Possible Duplicate:
When to use a query or code
I have a large database of users and their details. I want to find all the people that are most similar to each other. Which way is preferable for comparison ? Directly writing SQL queries such that they do manipulation within database to retrieve a filtered (matched) record. OR Retrieving the raw data first in an array in php & then applying comparison operations on that array ? Lets say I have 1000 users, and I want to find the people with most mutual friends.
UserA has {a,b,r,c,g,h,r,q,l}
UserB has {x,y,z}
UserC has {a,c,r,g,q}
.
.
.
UserN has{x,y....n}
So I want to find the users with the most mutual friends with that of UserA. Such as comparing each element of UserA to all the elements of all the user arrays from whole database ? In the above case UserC should be the most similar user to UserA. I don't know how to accomplish this.
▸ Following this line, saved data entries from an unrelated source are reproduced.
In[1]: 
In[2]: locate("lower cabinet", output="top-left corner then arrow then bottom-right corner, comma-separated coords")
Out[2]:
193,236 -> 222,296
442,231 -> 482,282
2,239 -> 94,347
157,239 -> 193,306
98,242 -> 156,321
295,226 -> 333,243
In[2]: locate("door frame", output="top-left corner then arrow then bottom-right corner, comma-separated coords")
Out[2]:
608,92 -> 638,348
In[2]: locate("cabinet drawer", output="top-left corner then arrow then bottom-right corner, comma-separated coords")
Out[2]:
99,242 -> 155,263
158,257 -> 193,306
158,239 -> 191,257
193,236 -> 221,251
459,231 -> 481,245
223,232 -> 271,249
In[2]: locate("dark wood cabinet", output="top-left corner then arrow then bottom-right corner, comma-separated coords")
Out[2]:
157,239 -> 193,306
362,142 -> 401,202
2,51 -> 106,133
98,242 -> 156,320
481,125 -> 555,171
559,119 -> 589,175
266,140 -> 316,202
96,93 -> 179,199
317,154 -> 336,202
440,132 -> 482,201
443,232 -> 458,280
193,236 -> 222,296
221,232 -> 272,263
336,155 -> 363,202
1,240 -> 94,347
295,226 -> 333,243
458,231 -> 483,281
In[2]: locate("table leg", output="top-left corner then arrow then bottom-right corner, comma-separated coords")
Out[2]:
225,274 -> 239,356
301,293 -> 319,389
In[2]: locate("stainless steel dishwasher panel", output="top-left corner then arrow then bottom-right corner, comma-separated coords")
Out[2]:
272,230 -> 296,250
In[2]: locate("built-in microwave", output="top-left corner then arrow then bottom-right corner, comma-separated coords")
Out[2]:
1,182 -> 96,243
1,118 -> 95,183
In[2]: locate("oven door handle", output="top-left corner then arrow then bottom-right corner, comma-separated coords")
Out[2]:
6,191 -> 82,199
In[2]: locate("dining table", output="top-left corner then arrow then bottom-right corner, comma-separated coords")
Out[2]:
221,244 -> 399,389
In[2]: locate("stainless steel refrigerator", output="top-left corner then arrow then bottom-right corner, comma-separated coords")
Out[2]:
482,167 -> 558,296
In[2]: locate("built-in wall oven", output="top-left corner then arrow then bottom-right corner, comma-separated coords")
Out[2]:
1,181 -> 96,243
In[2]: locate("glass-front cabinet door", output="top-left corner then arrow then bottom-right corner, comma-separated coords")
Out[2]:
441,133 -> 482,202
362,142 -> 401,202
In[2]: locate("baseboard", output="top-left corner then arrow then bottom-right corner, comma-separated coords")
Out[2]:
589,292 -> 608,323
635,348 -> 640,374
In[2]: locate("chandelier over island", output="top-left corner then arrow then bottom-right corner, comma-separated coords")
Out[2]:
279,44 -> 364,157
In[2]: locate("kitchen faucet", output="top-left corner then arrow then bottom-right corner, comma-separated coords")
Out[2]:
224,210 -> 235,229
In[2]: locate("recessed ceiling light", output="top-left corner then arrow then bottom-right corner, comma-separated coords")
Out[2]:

Suppose you represent friendships in a table like this:
Table: friendships
from_id | to_id
----------------------------
a | a
a | b
a | r
a | c
...etc...
b | x
b | y
b | z
...etc...
Now you can write a query to answer your question (tested in MySQL):
SELECT user_id AS user_id_with_most_common_friends, MAX(cnt) AS number_of_common_friends FROM
(SELECT f2.from_id AS user_id, COUNT(*) AS cnt
FROM friendships f1
JOIN friendships f2 ON (f1.to_id = f2.to_id AND f2.from_id <> 'a')
WHERE f1.from_id = 'a'
GROUP BY f2.from_id) totals;
As to the performance question, empirical testing in your specific situation will give the most reliable answer, but for a large database I would expect using the above SQL query to be much faster than querying every row and calculating the results in PHP, for these reasons:
Unless your php code has something up its sleeve to compensate for these disadvantages (like an algorithm with lower complexity that cannot be expressed in SQL, or calling out to some specialized C code, e.g. image processing), it's typically going to be faster to keep the work inside the RDBMS as much as possible.